"Ekonomi programının yansımaları ve enflasyon hedeflerine" ilişkin soru üzerine Yılmaz, "Geçen yıl mayıs ayında yüzde 75,5 olan yıllık enflasyon oranı, bu yılın mayıs ayı itibarıyla yüzde 35,4'e düştü. Bu uyguladığımız Orta Vadeli Program'ın başarılı sonuçlar verdiğini açık bir şekilde gösteriyor. Önümüzdeki 6 aylık dönemde de bu eğilimin devam etmesini bekliyoruz ve yıl sonu itibarıyla artık 20'li rakamları konuşacak Türkiye enflasyonda." yanıtını verdi.

Yılmaz, hangi göstergeye bakılırsa bakılsın Türkiye ekonomisinin istikrarını artırdığını, sağlıklı bir büyüme yapısını geliştirdiğini ve her geçen yıl hedeflerine daha fazla yaklaştığını vurguladı.

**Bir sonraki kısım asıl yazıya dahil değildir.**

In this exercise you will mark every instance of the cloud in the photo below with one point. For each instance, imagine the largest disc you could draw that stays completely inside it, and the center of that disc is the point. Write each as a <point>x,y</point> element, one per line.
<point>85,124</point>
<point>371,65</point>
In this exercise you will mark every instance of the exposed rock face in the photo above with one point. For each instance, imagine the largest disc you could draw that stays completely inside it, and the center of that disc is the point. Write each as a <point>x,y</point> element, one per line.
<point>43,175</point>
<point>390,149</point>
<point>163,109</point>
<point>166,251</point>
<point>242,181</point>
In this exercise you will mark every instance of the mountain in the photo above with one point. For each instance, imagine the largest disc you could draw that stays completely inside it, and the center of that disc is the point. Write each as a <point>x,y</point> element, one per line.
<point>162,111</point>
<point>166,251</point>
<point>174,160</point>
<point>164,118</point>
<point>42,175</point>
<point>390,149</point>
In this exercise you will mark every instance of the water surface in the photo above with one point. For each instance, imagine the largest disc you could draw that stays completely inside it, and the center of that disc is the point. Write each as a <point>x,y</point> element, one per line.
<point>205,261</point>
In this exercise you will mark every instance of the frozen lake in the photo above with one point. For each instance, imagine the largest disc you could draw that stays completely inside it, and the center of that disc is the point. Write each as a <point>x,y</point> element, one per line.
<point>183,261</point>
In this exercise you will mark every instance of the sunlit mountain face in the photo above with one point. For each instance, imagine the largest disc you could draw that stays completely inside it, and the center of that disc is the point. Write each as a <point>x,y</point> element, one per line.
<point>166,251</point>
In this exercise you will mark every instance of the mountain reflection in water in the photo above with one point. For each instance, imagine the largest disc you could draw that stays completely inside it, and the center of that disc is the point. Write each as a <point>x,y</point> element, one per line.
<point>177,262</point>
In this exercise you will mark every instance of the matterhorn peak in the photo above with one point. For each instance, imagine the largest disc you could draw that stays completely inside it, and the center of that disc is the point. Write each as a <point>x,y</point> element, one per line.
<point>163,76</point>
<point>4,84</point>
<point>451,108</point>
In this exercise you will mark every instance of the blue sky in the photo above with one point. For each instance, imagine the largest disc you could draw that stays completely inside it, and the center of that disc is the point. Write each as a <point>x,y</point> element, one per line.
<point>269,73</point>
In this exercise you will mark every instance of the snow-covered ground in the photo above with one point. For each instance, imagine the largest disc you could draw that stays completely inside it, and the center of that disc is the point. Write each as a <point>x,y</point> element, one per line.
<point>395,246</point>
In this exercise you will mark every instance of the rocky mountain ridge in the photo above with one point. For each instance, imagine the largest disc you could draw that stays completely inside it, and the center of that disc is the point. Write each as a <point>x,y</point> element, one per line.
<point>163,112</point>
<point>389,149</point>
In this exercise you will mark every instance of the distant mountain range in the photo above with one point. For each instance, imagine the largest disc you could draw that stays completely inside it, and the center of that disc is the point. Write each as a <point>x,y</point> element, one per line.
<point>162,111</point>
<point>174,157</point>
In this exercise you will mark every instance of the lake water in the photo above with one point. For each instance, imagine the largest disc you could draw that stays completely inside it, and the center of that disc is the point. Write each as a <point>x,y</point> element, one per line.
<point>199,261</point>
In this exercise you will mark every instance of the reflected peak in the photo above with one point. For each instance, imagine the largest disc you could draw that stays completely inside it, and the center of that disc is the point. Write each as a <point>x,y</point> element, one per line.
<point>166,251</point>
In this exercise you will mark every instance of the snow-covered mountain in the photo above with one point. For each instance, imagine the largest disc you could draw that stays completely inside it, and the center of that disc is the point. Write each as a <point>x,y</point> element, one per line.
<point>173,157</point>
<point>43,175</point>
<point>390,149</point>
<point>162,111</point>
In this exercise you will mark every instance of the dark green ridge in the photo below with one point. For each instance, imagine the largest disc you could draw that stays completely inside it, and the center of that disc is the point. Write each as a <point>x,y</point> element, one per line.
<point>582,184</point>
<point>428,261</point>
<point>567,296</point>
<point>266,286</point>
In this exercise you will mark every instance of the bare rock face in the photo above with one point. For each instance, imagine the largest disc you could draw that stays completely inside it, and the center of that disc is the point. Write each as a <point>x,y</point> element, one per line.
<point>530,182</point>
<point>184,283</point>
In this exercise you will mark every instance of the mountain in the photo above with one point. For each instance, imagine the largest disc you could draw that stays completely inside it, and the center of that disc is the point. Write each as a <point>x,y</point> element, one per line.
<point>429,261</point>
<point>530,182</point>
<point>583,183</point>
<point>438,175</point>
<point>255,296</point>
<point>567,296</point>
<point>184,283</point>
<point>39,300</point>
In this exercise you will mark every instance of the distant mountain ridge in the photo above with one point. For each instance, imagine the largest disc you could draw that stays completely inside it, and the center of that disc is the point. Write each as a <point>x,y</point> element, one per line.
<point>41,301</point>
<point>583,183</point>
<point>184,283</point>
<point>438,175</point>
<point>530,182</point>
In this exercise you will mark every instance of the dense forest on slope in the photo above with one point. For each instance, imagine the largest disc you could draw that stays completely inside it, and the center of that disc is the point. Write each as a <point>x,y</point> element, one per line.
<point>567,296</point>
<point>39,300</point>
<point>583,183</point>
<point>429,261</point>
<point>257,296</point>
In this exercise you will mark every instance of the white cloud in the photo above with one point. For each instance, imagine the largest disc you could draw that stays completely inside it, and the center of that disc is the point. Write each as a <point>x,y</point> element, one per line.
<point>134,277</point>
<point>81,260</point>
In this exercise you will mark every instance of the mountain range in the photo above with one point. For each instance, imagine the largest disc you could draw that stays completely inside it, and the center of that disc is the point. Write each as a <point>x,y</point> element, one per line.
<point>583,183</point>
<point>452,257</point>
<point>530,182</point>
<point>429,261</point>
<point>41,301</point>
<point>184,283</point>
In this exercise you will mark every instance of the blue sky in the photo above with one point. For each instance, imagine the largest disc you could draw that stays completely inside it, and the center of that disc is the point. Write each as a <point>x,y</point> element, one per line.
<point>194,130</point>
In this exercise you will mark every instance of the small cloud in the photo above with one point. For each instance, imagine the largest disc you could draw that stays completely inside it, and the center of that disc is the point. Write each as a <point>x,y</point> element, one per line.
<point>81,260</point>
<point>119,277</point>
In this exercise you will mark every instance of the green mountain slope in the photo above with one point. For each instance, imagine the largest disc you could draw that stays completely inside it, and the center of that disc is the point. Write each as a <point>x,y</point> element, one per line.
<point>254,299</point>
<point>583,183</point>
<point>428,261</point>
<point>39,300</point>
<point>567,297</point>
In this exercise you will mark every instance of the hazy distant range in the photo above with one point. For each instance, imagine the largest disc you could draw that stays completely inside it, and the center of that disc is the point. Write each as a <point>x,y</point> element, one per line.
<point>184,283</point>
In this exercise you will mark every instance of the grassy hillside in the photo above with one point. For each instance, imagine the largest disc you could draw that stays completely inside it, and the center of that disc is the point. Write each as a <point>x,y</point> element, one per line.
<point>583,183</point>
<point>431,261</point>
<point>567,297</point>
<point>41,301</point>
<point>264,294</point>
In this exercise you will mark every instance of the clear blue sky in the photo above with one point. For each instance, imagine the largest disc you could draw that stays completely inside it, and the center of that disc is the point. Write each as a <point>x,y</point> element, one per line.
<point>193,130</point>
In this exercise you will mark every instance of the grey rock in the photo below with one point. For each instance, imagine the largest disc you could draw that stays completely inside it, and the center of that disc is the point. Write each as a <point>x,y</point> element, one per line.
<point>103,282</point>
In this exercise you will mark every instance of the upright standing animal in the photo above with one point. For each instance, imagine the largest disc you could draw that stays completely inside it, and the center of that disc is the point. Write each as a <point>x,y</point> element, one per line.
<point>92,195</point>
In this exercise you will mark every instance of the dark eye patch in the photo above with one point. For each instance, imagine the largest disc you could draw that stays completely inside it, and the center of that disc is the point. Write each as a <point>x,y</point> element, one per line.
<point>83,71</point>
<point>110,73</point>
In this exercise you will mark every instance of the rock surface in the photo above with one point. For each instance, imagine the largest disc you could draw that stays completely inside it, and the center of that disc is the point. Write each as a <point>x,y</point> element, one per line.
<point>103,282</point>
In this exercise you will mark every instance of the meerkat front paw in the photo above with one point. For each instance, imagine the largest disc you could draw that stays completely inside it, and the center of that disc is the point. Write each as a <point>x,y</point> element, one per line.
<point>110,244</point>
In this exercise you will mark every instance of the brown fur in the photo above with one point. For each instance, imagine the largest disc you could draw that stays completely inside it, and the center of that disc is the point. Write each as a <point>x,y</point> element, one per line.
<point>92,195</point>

"Reel sektör bu ülkenin üretim gücü"

Para politikasının yanı sıra arz yönlü politikalarla da enflasyonu düşürmeyi hedeflediklerini belirten Yılmaz, gıda üretimini artırmaya yönelik yoğun bir gayret gösterdiklerini, akıllı tarım uygulamaları, daha iyi bir destekleme sistemi, sulama yatırımlarının artırılması ve DAP, GAP gibi bölgesel kalkınma programlarının desteklenmesi gibi çok boyutlu çalışmalar yürüttüklerini söyledi.

Hizmet enflasyonunu kırmak için sosyal konut projelerine önem verdiklerini dile getiren Yılmaz, daha satın alınabilir, iyi tasarlanmış, fonksiyonel, enerji verimliliği yüksek ve afetlere karşı dirençli konutlar üretmek istediklerini ifade etti.

Yılmaz, arzı artırarak kiraların da düşmesine katkı sağlanacağının altını çizdi.

Ekonomi programının ana çerçevesini, istikametini bozmadığı sürece selektif olarak birtakım hassas sektörlere, kesimlere dönük politikalar izlediklerini vurgulayan Yılmaz, "Reel sektör bu ülkenin üretim gücü, çok kıymetli ve onların taleplerini, beklentilerini programımızın ana çerçevesini bozmamak kaydıyla selektif tedbirlerle çözüyoruz. Bundan sonra da yeri geldikçe yine bu tür desteklerimiz, programlarımız devam edecektir." diye konuştu.

"Türkiye'nin lehine olacak stratejiler geliştiriyoruz"

Yılmaz, dünyada içe kapanmanın arttığı, ticaret rekabetinin yoğunlaştığı, korumacı eğilimlerin yükseldiği bir dönemin yaşandığını, bu dönemin kendine özgü belirsizlikler getirdiğini belirterek, bu süreci yakından takip ettiklerini, bu süreçte fırsatların da tehditlerin de bulunduğunu kaydetti.

ABD Başkanı Donald Trump'ın tarifelere yönelik açıklamalarının ardından dünya büyümesine ilişkin beklentilerin aşağıya yönlü revize edildiğini anımsatan Yılmaz, sözlerini şöyle sürdürdü:

"Emtia fiyatları düştü. Çünkü daha az ihtiyaç olacak diye bakıldı dünya piyasalarında. Emtia fiyatları düştü, petrol ve diğer emtia... Biz de bunları ithal eden bir ülke olarak bundan istifade edeceğiz örneğin. Avrupa yarın Amerika'yla iyi, kötü uyumlu bir yaklaşım sergilerse Çin'e karşı örneğin, Avrupa'yla gümrük birliği olan bir ülke olarak bu bizim lehimize bir sonuç doğurur. Ama diğer taraftan tehditler de var tabii. Çin, Amerikan pazarı kapandığı zaman diğer pazarlara daha agresif bir şekilde girebilir. Bu da bizim pazarlarımızda rekabet ortamını olumsuz etkileyebilir. Yani artılarıyla eksileriyle bu süreci çok yakından takip ediyoruz ve Türkiye'nin lehine olacak stratejiler geliştiriyoruz."